A delegate from Edo State, Mr. Chris Agbonwanegbe on Wednesday, July 2, 2014 at the ongoing National Conference reopened the controversy over the unreliability of Nigeria’s census figures. Agbonwanegbe attributed the high population figures being credited to certain northern states to manipulation. He also condemned the lopsided creation of local governments areas which he saw as skewed in favour of some northern states. He made a specific reference to Kano State in which the military created 44 local government areas and contrasted it with Lagos State in which 20 local government areas were created in spite of the fact that the two states are at par in terms of the questionable official population figures.
It is unfortunate that population figures are not understood in Nigeria as a planning tool but as a source of advantage in the contest for political power and economic benefits. Every national population census has been a subject of controversy at the end of which the figures were either foisted on the people or cancelled. And every individual who has mustered the courage to draw attention to the national malaise has been target of verbal attack by those who have been benefiting from the patent irregularity that has been contributing in no small measure to Nigeria’s retrogression.

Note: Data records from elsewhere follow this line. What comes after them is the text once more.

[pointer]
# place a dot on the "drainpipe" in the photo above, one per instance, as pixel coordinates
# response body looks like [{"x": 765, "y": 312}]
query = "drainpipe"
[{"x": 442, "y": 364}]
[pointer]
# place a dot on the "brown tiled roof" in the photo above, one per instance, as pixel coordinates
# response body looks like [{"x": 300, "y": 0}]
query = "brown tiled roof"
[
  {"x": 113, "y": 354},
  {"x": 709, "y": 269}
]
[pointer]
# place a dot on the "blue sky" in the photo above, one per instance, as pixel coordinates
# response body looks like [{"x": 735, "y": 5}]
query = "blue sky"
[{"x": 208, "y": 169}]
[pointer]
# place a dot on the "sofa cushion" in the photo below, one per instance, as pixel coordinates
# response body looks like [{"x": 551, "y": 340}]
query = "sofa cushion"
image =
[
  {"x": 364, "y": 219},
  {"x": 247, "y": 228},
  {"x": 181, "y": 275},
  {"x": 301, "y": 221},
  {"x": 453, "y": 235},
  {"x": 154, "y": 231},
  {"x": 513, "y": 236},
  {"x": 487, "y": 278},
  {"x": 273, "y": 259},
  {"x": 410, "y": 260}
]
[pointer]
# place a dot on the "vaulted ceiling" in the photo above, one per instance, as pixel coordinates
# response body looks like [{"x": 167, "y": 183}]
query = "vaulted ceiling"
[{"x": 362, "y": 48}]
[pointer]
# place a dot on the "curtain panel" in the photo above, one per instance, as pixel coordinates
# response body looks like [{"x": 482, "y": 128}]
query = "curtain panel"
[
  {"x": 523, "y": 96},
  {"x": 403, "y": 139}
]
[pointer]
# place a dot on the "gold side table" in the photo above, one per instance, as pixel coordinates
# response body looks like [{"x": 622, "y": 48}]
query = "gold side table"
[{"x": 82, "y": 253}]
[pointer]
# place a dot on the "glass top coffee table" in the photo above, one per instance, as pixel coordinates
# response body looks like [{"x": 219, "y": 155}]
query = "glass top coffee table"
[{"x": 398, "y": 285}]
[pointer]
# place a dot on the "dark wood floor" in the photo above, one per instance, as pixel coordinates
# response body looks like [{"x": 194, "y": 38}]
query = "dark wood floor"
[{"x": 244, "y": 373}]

The immediate past chairman of the National Population Commission (NPC), Chief Festus Odimegwu, was hounded out of the exalted office last year for being blunt and forthright. He identified the problems responsible for the failure of past censuses and expressed the determination to bring about a change for the better. He pointedly said that all previous censuses were totally flawed and called for an amendment of the existing law to make the 2016 census a success. He was queried for saying what everybody knows to be the plain truth because the government did not have the guts to contend with the innovative approach of an independent-minded man. Although all those who launched into a tirade of abuse against him could not controvert his argument, they saw to his exit from office as NPC chairman.
To make a success of the 2016 population census, the government should cast a retrospective glance at the history of censuses in Nigeria and learn from the errors of the past. Nigeria should cease to be a country that plans with wrong figures. The first post-independence census in 1962 showed that Nigeria had a population of 45.26 million people with the south having 23.25 million and the north 22.01 million people. The distribution of population between the south and the north altered the existing record of the 1952/53 census (conducted by the British colonialists) which gave 54 per cent of the country’s population to the north. In spite of the fact that the 1962 figures were in conformity with the global pattern that population movement has always been from the arid to the forested regions of the world, the Prime Minister, Alhaji Abubakar-Tafawa Balewa, whose party was the senior partner in the federal coalition government, rejected the outcome. He went further to fire J.J. Warren, the British representative who was in charge of the census.
The recount that took place in 1963 came up with a figure of 60.5 million people. Even the census officials were said to have been alarmed by the result. A final figure of 56.66 million was arrived at after a lot of juggling. The population of the north was put at 29.8 million and that of the south at 25.6 million. In spite of the stiff opposition, the result was taken as the official population figure of the country. The next census after this was conducted in 1973 under the military administration of General Yakubu Gowon. It was another fiasco. The initial figure of 83 million initially presented to the Nigerian public was later scaled down to 79.8 million. The controversy was still raging when General Gowon was overthrown. His successor, General Murtala Muhammed, cancelled the result which also credited the north with a larger population than the south. The two subsequent censuses conducted in 1991 and 2006 simply replicated the previous ones. While nothing was done about the litany of complaints against the 1991 exercise, the 2006 result was so bad that the breakdown of figures could not be published.
Nigeria thus has a long history of mismanaged national population census which has been making nonsense of planning efforts. Political leaders should see population size as a measure of the extent of their responsibility and not as a bargaining power in the sharing of the national cake. The National Conference is expected to propose solutions to problems that have turned Nigeria into a giant with feet of clay. Agbonwanegbe’s agitation is for justice and fairness and should be countered only on rational grounds – with facts and figures – and not on the basis of sectional sentiments. The mindset that the larger the population, the bigger the share of national benefits is a product of Nigeria’s distorted federalism. It is one of the problems to which the conference should find an answer. The conference should come up with ideas on how to get Nigeria out of the woods. It should not perpetuate anomalies that have made progress impossible.